Purzelbäume schlagen, Bestechungsgelder anbieten, Erdnussbutter auf den Sellerie schmieren – wie bringt man Kinder dazu, ihr Gemüse zu essen? Kinder lassen sich nur selten auf das Konzept der „gesunden“ Ernährung ein. Jüngste Forschungsergebnisse legen jedoch zwei einzigartige Ansätze nahe – einen für jüngere Kinder und einen für Teenager -, die Eltern dabei helfen können, eine gesündere Lebensmittelauswahl zu fördern.

In einer Reihe von Experimenten mit 225 amerikanischen Kindern boten die Forscher Kindern im Alter von 5 bis 9 Jahren Schalen mit Blaubeer-Birnen-Fruchtsoße an.1 Den Kindern wurden drei verschiedene Beschreibungen der Soße gegeben, bevor sie auswählen durften, was sie bevorzugten: als gesund („Sie hat viele gesunde Zutaten; sie wird deine Muskeln und Knochen stark machen“), als ungesund („Sie hat keine gesunden Zutaten; sie wird deine Muskeln und Knochen nicht stark machen“) und als neutral („Sie hat viele Zutaten; du kannst sie im Supermarkt kaufen“). Als ihnen nach den Beschreibungen die gesunden und ungesunden Optionen vorgelegt wurden, entschieden sich die Kinder für die gesunde Option. Als ihnen die neutralen und ungesunden Optionen vorgelegt wurden, entschieden sie sich für die neutrale Option. Wenn man ihnen jedoch die neutrale und die gesunde Option vorsetzte, griffen sie zu gleichen Teilen zu beiden, was darauf hindeutet, dass der Grund für die Wahl der Kinder darin lag, die ungesunde Option zu vermeiden. Das ist es, worüber Eltern zwanglos sprechen sollten: wie ungesunde Lebensmittel dem Wachstum und der Stärke des Körpers entgegenwirken.

Um Teenager zu beeinflussen, schlägt die Forschung vor, an zwei bestimmte Werte zu appellieren, die Teenager häufig vertreten: Autonomie gegenüber der Kontrolle durch Erwachsene und soziale Gerechtigkeit. In einer Studie2 lasen einige Teilnehmer einen Artikel im Stil eines Exposés, in dem erklärt wurde, wie die Konzerne junge Menschen durch Werbung so manipulieren, dass sie Junk Food verlockend finden. Andere Teilnehmer lasen traditionelles Aufklärungsmaterial über die Vorteile einer gesunden Ernährung. Es stellte sich heraus, dass die Gruppe, die den Artikel über die Manipulation durch Unternehmen gelesen hatte, eine negativere Einstellung zu Junk Food hatte als die Gruppe, die traditionelles Lehrmaterial gelesen hatte.

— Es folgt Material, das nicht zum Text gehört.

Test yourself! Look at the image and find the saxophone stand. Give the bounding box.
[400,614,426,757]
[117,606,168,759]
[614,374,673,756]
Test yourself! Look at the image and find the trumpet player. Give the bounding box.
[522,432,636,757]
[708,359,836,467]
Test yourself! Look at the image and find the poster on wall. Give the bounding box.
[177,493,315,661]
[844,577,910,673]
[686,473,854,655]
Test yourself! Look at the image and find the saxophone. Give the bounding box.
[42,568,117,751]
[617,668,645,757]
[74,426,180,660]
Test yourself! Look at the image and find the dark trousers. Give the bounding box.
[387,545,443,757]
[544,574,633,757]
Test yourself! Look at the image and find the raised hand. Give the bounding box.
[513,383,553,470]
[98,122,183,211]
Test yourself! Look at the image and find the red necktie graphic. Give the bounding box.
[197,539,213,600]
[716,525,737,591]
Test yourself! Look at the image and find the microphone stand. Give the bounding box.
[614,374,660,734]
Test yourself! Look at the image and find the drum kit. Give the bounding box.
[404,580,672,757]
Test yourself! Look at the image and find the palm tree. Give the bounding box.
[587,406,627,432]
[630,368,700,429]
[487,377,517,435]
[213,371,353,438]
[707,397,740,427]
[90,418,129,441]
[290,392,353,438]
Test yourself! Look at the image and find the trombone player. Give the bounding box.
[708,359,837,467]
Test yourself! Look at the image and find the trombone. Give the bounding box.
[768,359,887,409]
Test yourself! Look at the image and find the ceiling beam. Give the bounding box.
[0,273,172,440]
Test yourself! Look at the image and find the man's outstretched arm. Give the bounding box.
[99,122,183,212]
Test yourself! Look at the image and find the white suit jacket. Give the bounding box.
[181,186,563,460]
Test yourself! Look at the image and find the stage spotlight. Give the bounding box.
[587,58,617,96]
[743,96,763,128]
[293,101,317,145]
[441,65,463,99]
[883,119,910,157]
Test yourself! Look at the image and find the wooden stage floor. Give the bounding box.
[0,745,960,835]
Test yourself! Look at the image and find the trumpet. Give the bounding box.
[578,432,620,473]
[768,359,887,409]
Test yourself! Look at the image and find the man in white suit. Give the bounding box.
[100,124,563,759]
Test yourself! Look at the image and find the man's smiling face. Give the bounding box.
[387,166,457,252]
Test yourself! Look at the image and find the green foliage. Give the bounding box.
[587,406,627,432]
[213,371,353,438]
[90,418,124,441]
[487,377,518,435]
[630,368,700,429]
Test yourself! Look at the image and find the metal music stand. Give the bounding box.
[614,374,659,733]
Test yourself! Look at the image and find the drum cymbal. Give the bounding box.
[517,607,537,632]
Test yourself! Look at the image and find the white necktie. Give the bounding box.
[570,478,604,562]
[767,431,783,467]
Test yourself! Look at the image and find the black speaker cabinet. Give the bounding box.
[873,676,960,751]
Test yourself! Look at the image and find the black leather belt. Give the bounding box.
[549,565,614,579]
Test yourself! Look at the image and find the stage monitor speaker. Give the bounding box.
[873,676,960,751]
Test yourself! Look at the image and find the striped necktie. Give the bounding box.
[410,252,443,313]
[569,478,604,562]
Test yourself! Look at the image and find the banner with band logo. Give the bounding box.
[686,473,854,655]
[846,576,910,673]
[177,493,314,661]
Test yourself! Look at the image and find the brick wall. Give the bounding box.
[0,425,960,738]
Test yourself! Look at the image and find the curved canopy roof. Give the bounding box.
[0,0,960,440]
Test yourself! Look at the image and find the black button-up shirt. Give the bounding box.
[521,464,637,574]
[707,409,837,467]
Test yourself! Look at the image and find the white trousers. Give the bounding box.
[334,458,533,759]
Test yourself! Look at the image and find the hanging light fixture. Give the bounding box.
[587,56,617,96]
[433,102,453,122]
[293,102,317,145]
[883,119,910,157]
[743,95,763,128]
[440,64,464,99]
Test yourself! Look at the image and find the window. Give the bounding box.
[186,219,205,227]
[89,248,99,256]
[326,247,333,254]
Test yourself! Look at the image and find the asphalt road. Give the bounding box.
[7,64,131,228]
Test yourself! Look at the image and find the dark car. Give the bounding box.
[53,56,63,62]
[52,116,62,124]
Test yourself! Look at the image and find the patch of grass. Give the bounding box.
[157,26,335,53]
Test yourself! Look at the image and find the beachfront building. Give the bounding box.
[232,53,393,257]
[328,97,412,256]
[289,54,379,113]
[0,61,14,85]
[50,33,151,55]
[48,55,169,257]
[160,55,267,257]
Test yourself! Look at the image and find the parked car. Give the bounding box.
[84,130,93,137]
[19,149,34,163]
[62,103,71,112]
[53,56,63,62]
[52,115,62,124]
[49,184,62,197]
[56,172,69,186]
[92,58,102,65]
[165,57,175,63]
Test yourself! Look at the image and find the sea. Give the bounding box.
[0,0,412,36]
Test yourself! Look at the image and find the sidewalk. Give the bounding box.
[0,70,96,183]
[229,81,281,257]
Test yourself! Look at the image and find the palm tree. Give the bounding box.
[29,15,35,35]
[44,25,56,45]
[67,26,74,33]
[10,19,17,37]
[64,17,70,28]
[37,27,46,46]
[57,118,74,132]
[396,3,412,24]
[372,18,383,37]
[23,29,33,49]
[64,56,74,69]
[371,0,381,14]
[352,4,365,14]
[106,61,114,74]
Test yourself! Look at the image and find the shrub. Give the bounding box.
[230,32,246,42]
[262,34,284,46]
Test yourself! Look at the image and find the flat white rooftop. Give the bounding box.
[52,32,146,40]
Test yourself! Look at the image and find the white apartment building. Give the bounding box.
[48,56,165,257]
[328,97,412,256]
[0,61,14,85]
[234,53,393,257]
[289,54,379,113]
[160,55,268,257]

Bei den Jungen, die mit dem Material zur Unternehmensmanipulation konfrontiert wurden, wurden in den folgenden drei Monaten 31 % weniger ungesunde Lebensmittel und Getränke in der Schulcafeteria gekauft (ein Effekt, der seltsamerweise bei den Mädchen nicht beobachtet wurde).

Diese Studien mildern die Entmutigung und Ohnmacht, die viele von uns empfinden, wenn es darum geht, die Ernährungsgewohnheiten unserer Kinder zu beeinflussen (siehe Picky Eaters). Anstatt über gesunde Ernährung zu predigen, sollten wir die Werte ansprechen, die die Wahrnehmung junger Menschen von den Lebensmitteln prägen, die es wert sind, in ihren Mund gesteckt zu werden.